With the majority of men and women of working age employed,
and with women in management positions at more than two million small and medium-sized enterprises, it’s surprising that gender inequality in the workplace remains an issue.
So, why do women continue to face obstacles? And what are SMEs doing to address them? Here, business owners share their experiences and approaches.
Flexible working can be problematic for all businesses, particularly when it comes to employees balancing parental responsibilities with work commitments.
There’s no glass ceiling; we’re making our own rules
Polly Buckland, The Typeface Group
A recent survey of more than 2,000 women by Workingmums claimed that more than a quarter of mums in work (26pc) have had flexible working requests turned down, putting a strain on their work-life balance.
The Typeface Group, a digital marketing agency, has built the commitments of four working mums in its workforce into the business model. The office manager also schedules project timings to ensure that client expectations and personal commitments are met.
"We offer flexibility to all and in return, we have an engaged team that wants to work for the business,” says managing director, Polly Buckland. "There’s no glass ceiling; we’re making our own rules and growing both our business and our families.”
Overcoming disparities and embracing opportunities
When the founders of DAME, a monthly subscription service for female wellness products, tried to secure funding, they felt that everyday sexism hindered them.
“Throughout our funding journey, we constantly faced rows of men, some refusing to see us because my co-founder has children that ‘would distract her mentally’ from growing the business,” says Alec Mills, co-founder. “The only time that we were able to pitch to women was through a specialist female-centric investment network.”
Parental leave policies should be gender neutral
Sarah Andresen, Fairsail
Sophie Gibson founded her marketing agency, Team Eleven, with a male co-founder. She feels that the balance of genders at the top worked to her advantage. “People bought into both of us,” she explains. “They knew that we both had integrity and would do our best to ensure that everyone we worked with would be valued for their contribution, not because of their gender. Our success demonstrates that this balanced model can work.”
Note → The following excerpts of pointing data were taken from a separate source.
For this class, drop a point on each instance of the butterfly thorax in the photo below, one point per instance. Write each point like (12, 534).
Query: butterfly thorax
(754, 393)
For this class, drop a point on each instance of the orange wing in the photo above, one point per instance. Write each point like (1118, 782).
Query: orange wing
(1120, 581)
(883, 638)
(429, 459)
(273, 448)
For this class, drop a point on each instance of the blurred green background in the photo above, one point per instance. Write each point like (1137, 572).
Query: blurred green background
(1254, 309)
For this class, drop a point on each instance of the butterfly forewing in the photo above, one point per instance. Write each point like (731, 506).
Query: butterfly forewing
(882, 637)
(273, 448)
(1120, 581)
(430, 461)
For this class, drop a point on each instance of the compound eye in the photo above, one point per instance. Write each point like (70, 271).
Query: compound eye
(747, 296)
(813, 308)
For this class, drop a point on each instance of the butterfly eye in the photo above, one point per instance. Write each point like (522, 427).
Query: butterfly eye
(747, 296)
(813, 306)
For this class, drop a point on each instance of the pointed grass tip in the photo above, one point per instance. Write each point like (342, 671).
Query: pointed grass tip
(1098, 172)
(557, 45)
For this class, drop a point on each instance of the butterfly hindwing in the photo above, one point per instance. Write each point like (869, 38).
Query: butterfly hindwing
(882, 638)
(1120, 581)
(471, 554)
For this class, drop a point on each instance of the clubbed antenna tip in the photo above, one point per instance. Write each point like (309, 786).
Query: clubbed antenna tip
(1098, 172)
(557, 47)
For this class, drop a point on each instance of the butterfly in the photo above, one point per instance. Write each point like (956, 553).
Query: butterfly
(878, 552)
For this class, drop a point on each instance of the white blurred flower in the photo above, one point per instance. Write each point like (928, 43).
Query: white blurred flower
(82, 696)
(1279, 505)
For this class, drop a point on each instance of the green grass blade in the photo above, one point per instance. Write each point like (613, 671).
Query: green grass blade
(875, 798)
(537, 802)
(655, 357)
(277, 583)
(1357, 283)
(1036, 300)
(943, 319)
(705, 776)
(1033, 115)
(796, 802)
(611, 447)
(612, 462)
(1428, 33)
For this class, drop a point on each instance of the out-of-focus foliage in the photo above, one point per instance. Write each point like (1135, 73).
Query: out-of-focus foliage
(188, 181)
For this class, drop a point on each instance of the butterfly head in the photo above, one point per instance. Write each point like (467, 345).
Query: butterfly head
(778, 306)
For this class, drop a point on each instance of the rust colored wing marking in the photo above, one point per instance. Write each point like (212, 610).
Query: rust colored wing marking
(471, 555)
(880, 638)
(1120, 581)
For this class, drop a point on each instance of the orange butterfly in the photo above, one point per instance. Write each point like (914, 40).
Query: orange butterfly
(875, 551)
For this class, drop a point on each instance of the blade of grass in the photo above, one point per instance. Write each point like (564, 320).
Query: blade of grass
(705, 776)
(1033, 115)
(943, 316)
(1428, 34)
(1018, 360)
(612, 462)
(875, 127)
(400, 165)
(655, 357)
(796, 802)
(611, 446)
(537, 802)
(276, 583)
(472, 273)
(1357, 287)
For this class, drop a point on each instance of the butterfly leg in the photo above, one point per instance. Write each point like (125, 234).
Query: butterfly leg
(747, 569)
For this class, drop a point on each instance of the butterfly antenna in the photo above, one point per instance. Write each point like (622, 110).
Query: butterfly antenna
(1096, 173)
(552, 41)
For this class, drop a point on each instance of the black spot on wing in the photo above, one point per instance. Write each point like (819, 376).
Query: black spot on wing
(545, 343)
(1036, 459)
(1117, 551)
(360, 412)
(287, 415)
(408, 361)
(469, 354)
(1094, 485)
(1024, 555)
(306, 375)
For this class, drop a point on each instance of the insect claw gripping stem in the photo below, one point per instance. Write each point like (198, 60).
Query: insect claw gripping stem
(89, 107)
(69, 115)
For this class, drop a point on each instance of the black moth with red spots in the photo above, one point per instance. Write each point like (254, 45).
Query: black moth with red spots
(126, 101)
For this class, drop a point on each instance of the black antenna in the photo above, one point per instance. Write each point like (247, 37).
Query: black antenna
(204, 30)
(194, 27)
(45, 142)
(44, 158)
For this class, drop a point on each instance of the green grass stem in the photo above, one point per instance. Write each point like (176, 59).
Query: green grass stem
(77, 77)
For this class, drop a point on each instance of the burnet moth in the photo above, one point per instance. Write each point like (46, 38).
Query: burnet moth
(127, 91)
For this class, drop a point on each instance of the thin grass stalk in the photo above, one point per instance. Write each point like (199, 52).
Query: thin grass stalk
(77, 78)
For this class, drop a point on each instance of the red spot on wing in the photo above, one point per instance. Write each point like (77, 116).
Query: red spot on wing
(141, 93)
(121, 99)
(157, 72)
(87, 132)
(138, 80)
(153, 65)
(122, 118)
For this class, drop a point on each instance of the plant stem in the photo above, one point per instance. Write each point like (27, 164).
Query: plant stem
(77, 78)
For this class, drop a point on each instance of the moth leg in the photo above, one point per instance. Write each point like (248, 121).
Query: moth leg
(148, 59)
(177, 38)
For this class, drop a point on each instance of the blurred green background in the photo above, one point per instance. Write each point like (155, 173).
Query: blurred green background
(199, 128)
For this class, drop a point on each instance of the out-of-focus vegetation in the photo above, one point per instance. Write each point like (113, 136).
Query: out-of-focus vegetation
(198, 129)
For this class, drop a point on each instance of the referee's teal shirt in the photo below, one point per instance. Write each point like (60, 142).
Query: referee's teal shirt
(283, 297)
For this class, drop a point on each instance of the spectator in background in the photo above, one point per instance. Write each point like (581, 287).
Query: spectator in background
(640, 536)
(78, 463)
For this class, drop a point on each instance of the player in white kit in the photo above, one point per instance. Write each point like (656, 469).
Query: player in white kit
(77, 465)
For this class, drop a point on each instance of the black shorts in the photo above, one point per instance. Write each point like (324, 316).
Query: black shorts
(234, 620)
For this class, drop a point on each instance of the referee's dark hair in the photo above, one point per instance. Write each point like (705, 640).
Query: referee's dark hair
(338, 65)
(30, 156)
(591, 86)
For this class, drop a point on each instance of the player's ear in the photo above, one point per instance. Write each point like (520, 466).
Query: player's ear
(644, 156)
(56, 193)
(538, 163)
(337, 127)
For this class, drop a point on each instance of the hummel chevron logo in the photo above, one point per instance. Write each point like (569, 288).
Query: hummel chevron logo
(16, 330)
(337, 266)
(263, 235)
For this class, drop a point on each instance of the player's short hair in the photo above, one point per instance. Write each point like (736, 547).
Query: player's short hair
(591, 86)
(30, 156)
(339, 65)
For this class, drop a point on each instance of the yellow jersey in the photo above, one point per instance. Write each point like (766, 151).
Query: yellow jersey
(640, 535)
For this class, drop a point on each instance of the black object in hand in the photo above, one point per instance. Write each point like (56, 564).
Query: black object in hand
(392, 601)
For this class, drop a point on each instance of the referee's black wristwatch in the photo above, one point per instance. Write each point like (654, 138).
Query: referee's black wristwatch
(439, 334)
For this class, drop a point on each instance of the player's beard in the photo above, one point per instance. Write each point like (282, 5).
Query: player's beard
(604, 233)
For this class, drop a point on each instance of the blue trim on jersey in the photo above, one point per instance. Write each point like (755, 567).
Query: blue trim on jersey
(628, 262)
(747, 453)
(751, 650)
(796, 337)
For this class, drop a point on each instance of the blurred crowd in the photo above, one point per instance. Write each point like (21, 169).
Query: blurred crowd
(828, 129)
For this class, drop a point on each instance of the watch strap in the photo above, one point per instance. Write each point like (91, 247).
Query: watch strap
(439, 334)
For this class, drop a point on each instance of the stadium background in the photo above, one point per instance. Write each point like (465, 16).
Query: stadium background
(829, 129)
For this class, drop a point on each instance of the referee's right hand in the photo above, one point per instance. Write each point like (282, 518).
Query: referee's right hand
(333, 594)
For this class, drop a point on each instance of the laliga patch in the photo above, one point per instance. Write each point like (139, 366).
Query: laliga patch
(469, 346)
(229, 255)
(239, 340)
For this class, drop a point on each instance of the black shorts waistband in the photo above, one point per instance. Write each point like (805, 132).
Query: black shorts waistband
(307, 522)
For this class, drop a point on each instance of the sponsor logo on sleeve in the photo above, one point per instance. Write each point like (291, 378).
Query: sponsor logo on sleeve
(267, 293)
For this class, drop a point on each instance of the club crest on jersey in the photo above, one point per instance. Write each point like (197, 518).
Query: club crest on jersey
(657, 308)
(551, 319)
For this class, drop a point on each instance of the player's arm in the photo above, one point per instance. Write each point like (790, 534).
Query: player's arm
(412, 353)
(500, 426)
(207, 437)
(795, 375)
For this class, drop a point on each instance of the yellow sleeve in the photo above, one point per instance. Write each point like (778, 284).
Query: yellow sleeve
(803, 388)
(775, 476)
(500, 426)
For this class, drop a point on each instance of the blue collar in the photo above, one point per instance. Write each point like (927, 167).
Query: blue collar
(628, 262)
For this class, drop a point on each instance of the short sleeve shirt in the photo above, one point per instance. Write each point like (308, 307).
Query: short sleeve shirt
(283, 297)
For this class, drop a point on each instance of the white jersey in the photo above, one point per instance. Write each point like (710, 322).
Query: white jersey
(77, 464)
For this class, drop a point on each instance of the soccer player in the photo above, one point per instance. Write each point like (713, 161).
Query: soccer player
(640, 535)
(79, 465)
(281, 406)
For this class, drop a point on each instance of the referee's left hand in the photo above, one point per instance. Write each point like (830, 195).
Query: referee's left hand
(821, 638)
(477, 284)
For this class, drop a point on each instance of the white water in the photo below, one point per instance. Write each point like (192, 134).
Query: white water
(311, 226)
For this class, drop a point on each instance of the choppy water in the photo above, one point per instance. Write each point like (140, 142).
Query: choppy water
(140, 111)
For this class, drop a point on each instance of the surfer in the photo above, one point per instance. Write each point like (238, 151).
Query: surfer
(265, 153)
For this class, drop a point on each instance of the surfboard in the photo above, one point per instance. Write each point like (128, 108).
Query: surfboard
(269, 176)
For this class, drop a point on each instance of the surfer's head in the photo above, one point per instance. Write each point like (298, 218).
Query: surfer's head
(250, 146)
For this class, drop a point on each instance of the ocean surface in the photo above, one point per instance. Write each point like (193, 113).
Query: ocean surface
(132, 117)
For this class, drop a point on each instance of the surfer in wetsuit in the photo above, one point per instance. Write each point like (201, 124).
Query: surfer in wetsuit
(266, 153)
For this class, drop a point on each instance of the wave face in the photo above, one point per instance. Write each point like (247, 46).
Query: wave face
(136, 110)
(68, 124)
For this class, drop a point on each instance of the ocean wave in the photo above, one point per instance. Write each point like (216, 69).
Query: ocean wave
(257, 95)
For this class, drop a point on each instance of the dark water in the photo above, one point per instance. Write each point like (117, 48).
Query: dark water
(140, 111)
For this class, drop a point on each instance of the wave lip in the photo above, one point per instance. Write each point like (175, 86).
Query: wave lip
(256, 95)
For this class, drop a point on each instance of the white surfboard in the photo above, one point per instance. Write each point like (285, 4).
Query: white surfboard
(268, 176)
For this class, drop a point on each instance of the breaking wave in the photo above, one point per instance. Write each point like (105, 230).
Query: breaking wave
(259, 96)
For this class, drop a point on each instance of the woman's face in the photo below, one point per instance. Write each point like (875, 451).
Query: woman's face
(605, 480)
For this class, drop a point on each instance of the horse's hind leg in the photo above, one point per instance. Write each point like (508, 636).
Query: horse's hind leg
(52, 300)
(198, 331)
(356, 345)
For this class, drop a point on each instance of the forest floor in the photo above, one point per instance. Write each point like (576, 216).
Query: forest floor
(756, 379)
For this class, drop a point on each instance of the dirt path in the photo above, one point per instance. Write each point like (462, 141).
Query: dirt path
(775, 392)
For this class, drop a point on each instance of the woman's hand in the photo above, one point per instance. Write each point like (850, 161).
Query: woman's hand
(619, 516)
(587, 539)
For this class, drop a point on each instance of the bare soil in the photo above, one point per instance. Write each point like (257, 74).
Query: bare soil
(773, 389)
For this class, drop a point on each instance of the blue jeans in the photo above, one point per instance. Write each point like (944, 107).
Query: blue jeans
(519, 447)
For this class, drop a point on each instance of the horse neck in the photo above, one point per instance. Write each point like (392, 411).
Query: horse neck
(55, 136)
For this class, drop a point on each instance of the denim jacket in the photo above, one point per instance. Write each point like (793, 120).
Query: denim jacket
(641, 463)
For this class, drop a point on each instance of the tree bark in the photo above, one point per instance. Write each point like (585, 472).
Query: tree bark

Tackling unconscious gender bias
Sarah Andresen, the head of people science at HR software company, Fairsail, believes that businesses have an unconscious gender bias that’s rooted in both men and women.
“These biases impact perceptions of performance, skills and competencies, and ultimately success within an organisation,” she explains. “This can’t continue; biases need to be addressed through proactive measurement, performance reviews and a general awareness of the unconscious bias in the workplace.”
Of course, not all biases are weighted against women. “Small businesses must enable equality by treating men and women equally in all aspects," adds Ms Andresen. “For example, parental leave policies should be gender neutral.”
Standing out from the crowd
Small businesses with fewer employees may, however, offer women an opportunity to stand out. Curated Digital, a marketing company,
has an almost even split of men and women in its workforce. It gives everyone a chance to stand out.
“Without the safety nets of larger companies, everyone here has the freedom to shape their role as they see fit,” says director, Monica Karpinski. “So, as a woman, there are fewer obstacles to overcome, the glass ceiling seems much lower than in larger companies, and there’s more of a chance for employees to confront and address issues such as the gender pay gap.”
This rings true with the staff in Ms Karpinski’s company. “Here, everyone is more likely to be visible and integral to the business, and your boss is more likely to know you better,” says head of digital PR, Amy Shaw.